Les cinquante premières années ans ont été marquées par plusieurs
événements qui n'ont pas favorisé le développement de ce pays pourtant
promis à un bel avenir ; des événements qui se sont dressés comme des
embûches sur la route de l'éclosion d'une nation prospère au cœur de
l'Afrique. L'histoire de la RD Congo a évolué en dents de scie ; le pays
a connu des hauts et des bas. Bref, le Congo-Kinshasa n'a pas profit de
son potentiel économique, politique et socioculturel pour se propulser
au-devant de la scène des nations dites prospères. Il y a donc lieu de
tout revisiter afin de repartir sur des bases solides pour les cinquante
prochaines années.
2. A l'accession du pays à sa souveraineté nationale et
internationale, monts et merveilles avaient été promis aux Congolais.
Aujourd'hui, tout cela n'est qu'illusion. Quel commentaire avez-vous sur
le sujet ?
Il faut interroger l'organisation et le fonctionnement des
institutions mises en place par le législateur originaire ou les
représentants du souverain primaire qui ont signé l'acte fondateur de
l'Etat congolais ; c'est-à-dire la Constitution. Ce qui revient à dire
que les dirigeants de ce pays agissent en contradiction avec la volonté
du souverain primaire. Ils agissent pour assouvir leurs propres intérêts
et pour se faire du plaisir ; le contraire de ce qu'ils ont promis au
peuple. Ils ont pris le pays et le peuple en otage. C'est bien triste
pour des gens qui devaient consacrer leurs talents et énergies au
bien-être de la population.
3. L'Assassinat des hommes politiques, des leaders
d'opinion, des activistes des droits de l'homme, c'est une grille de
lectures qu'on peut faire de l'environnement sociopolitique en RDC.
Quelle explication en donnez-vous en votre qualité de chef coutumier ?

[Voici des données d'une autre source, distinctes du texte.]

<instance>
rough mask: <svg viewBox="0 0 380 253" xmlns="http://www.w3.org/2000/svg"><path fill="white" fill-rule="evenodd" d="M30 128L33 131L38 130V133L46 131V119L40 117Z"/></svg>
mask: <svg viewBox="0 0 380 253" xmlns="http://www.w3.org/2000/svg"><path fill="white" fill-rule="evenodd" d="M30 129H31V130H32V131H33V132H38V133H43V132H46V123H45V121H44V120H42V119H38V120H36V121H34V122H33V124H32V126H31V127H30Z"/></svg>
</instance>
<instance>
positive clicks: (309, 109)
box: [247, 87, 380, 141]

L'industrie criminelle dans ce pays a vu le jour quelques temps
seulement après l'indépendance, avec l'assassinat de Patrice Emery
Lumumba. Lequel a été suivi de multiples autres assassinats et martyrs
dont la litanie s'allonge chaque jour dans ce pays. Le cas le plus
récent c'est l'assassinat de Floribert Chebeya Bahizire que le monde
entier pleure aujourd'hui. Mais cela ne nous ferait pas oublier
l'assassinat de Pierre Mulele, Anany, Mahamba, Lubaya, Mpolo, Bamba, L.D
Kabila, F.Ngyke, S.Maheshe, etc. La liste n'est pas exhaustive. Ainsi
que les cinq millions de Congolais assassinés à l'Est du pays. L'ordre
divin de l'autorité traditionnelle estime que ces vaillants fils du pays
sont des autorités traditionnelles en leur qualité de chef de famille,
de clans, de villages, de groupements, de tribus et consorts. Et
lorsqu'on tue impunément une autorité traditionnelle, il s'en suit
toujours une malédiction dont les conséquences sont très fâcheuses dans
la marche d'une nation. Ainsi, j'exhorte les dirigeants de la RDC à
gérer dans le respect des normes. Car, selon la sagesse traditionnelle,
on ne sait pas attraper une bête dans une contrée où l'on a tué
innocemment de paisibles paysans.
4. L'autorité traditionnelle peut-elle suggérer des voies
de sortie pour le développement de ce pays ?
Je conseille au détenteur du pouvoir en RDC de trouver une nouvelle
formule, mieux une démocratie planifiée, concertée, apaisée,
participative et préétablie sans exclusion en tenant compte des gagnants
et des perdants. À titre d'exemple : les gagnants prennent la
présidence et les perdants la primature en prenant soins de dispatcher
les postes et les responsabilités à ces deux tendances.
Nous tirons cette expérience empirique dans le mode de règlement
de conflit ancestral ou sagesse ancestrale tant au partage d'une bête
abattue lors de la chasse. Pour éviter la bagarre, nos ancêtres
organisaient une trêve avec le mode préétabli de partage de la bête, la
tête revenait au tireur, la poitrine au propriétaire de la forêt, la
cuisse au propriétaire du chien et la jambe au chef coutumier.
5. Quel avenir entrevoyez-vous pour ce grand Congo, d'ici
les 50 prochaines années ?
Le Congo appartient à nous tous. Nous devrons en prendre conscience.
Nous devons compter sur l'apport de tout le monde. Personne ne peut
gérer ce pays dans l'exclusion. Vouloir ignorer le pouvoir coutumier
ainsi que d'autres forces vives de la Nation, c'est construire une
maison sans fondation et sur du sable mouvant.